Once upon a time Wireless LANs (WLANs) were ancillary, used predominantly by visiting employees and guests. Today, nothing could be further from the truth. WLANs are truly mainstream and the primary method of connection to the corporate network in many cases.
With the uptake in usage, organisations need to re-think their WLAN strategies carefully in five key areas to ensure they are fit for purpose now and in the future.
As employees at all levels start to routinely use the WLAN, they expect the same performance as wired networks. In addition, the innovations taking place in voice, video and other collaborative applications mean organisations not only have to plan their WLAN for today, but for tomorrow too.
It’s not just a question of adding more access points. To deliver the performance users expect, organisations will need to take a long hard look at the way the network is constructed and re-build it to deliver the advanced capabilities that are required.
Access points will need to be positioned carefully to maximise bandwidth and the underlying switching network will need to be re-appraised. High performance switches that improve bandwidth and utilisation while reducing network latency will be essential. But even that will not be enough.
As increasingly bandwidth hungry applications like voice and video become commonplace, it will be important to implement Quality of Service (QoS) on top of the basic transport mechanisms. With QoS administrators have the tools they need to support different applications, users and data flows, and guarantee a certain level of performance.

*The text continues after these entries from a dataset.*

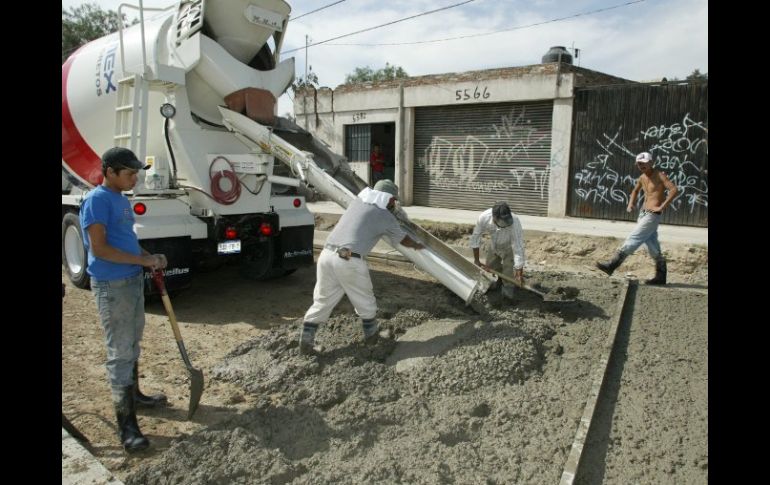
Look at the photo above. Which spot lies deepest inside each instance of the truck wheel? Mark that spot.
(73, 251)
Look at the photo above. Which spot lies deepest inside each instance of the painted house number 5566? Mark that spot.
(466, 94)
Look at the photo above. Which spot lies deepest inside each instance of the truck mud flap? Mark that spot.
(295, 247)
(178, 273)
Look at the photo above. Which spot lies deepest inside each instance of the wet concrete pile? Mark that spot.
(479, 403)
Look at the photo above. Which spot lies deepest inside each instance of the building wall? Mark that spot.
(325, 112)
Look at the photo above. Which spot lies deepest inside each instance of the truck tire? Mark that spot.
(73, 251)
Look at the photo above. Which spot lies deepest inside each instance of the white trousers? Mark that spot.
(502, 262)
(337, 277)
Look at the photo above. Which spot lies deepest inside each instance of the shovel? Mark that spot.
(544, 296)
(196, 375)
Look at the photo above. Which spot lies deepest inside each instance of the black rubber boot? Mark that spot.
(143, 401)
(307, 338)
(610, 266)
(660, 273)
(128, 429)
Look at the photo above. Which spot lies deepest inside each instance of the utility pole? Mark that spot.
(304, 87)
(575, 53)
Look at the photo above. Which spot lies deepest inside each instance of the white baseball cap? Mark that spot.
(644, 157)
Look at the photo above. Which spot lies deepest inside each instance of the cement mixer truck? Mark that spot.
(192, 89)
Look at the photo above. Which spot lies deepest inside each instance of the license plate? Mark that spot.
(229, 247)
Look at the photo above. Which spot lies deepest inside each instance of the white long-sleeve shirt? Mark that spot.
(503, 239)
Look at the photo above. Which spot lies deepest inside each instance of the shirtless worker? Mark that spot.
(654, 183)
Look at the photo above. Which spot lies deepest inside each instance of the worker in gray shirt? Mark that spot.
(341, 268)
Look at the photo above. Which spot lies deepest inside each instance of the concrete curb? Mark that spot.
(79, 466)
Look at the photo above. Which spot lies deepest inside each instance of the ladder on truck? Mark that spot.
(131, 115)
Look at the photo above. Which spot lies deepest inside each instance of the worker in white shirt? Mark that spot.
(505, 252)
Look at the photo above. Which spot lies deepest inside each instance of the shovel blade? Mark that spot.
(196, 390)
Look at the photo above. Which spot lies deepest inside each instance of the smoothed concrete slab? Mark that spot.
(420, 344)
(79, 467)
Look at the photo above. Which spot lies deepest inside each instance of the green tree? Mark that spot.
(696, 76)
(301, 83)
(80, 25)
(366, 74)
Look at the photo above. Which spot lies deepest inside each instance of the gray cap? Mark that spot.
(388, 186)
(502, 212)
(119, 157)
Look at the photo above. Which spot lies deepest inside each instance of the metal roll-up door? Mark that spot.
(469, 156)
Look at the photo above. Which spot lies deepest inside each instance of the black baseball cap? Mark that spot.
(502, 212)
(119, 157)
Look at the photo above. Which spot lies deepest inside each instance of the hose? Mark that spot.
(224, 197)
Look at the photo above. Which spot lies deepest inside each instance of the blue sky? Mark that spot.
(642, 41)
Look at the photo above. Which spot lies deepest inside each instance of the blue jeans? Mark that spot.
(121, 310)
(646, 231)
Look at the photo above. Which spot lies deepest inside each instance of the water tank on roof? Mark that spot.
(553, 55)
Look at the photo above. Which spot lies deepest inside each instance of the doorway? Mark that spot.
(359, 143)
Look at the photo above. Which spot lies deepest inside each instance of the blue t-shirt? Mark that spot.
(113, 210)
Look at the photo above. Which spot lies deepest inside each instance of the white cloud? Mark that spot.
(651, 39)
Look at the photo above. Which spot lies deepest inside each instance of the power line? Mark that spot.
(382, 25)
(317, 10)
(499, 31)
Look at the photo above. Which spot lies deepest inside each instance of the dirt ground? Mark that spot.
(500, 406)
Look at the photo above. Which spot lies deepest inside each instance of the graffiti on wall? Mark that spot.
(463, 161)
(675, 149)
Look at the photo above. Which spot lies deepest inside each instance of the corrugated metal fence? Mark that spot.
(469, 156)
(614, 123)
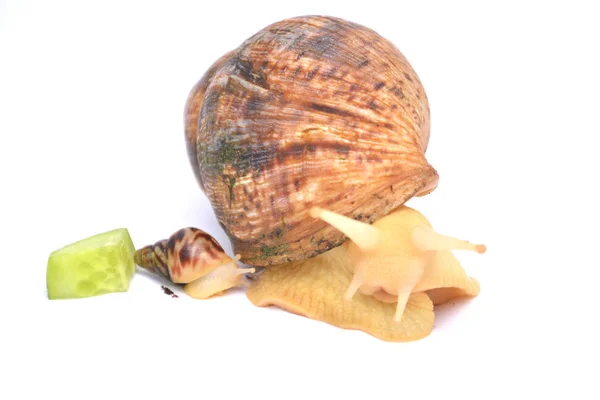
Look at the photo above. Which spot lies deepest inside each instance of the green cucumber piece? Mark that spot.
(96, 265)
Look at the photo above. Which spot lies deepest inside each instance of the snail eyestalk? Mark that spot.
(395, 255)
(219, 280)
(426, 238)
(363, 235)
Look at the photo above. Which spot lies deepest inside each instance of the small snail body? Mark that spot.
(309, 111)
(194, 258)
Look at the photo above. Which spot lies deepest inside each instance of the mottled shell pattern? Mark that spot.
(310, 111)
(187, 255)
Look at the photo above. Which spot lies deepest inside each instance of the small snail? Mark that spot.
(309, 112)
(194, 258)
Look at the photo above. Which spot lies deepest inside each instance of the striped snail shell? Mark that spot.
(193, 257)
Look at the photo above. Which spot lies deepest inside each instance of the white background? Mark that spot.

2. Resiliency and availability
As WLANs are increasingly used to access mission-critical networks or applications, they become essential to the operation of the business and loss of service cannot be tolerated. Organisations will therefore need to design their WLANs to be fault tolerant. Loss of an access point, controller or switch should not mean loss of service, neither should an unplanned outage such as a power failure.
At the same time, scheduled downtime will become difficult, so organisations will want to explore solutions that allow them to perform in-service upgrades on a live access network.
One thing is certain, WLANS are not going to get smaller. As more and more intelligence is built into mobile devices, and more devices are introduced, so the demand for WLAN bandwidth will grow.
Knowing this, smart network designers will look for WLAN solutions that are simple and quick to scale. Features like the ability to add, move and make changes to access points and controllers automatically, without disrupting users will be highly prized. So too, will capabilities like being able to download full configurations from a master controller, automatically set up real-time states and seamlessly load balance access points.
As WLANs become more extensive and take centre stage, management of them can become highly complex. As a result, organisations will want to look at the management tools that are available to help them.
The best tools allow administrators to manage all aspects of the network from a single console, including spectrum analysis, radio frequency planning, infrastructure, security and service. Being able to remotely plan, configure, monitor, troubleshoot and optimise WLANs from a single point significantly simplifies management and keeps administrators in control of rapidly expanding networks.
As employees want and expect to connect to corporate WLANs with both user-owned and company-provided devices, organisations will have to move from a device-oriented to user-focused security approach.
Unified policy management solutions are highly efficient and give organisations the control they need, by allowing them to define access policies centrally and then apply them in context. The beauty of such solutions is that they allow policies to be defined by user, device, application and location, so administrators can specify the resources a network user can access at an extremely granular level.
As innovative new applications and devices are introduced the explosion in WLAN usage will only continue. Shrewd CIOs will want to stay one step ahead of the game by rethinking their WLAN strategies based on the five key areas above. By doing so they will be ready to deliver the services their internal and external customers expect.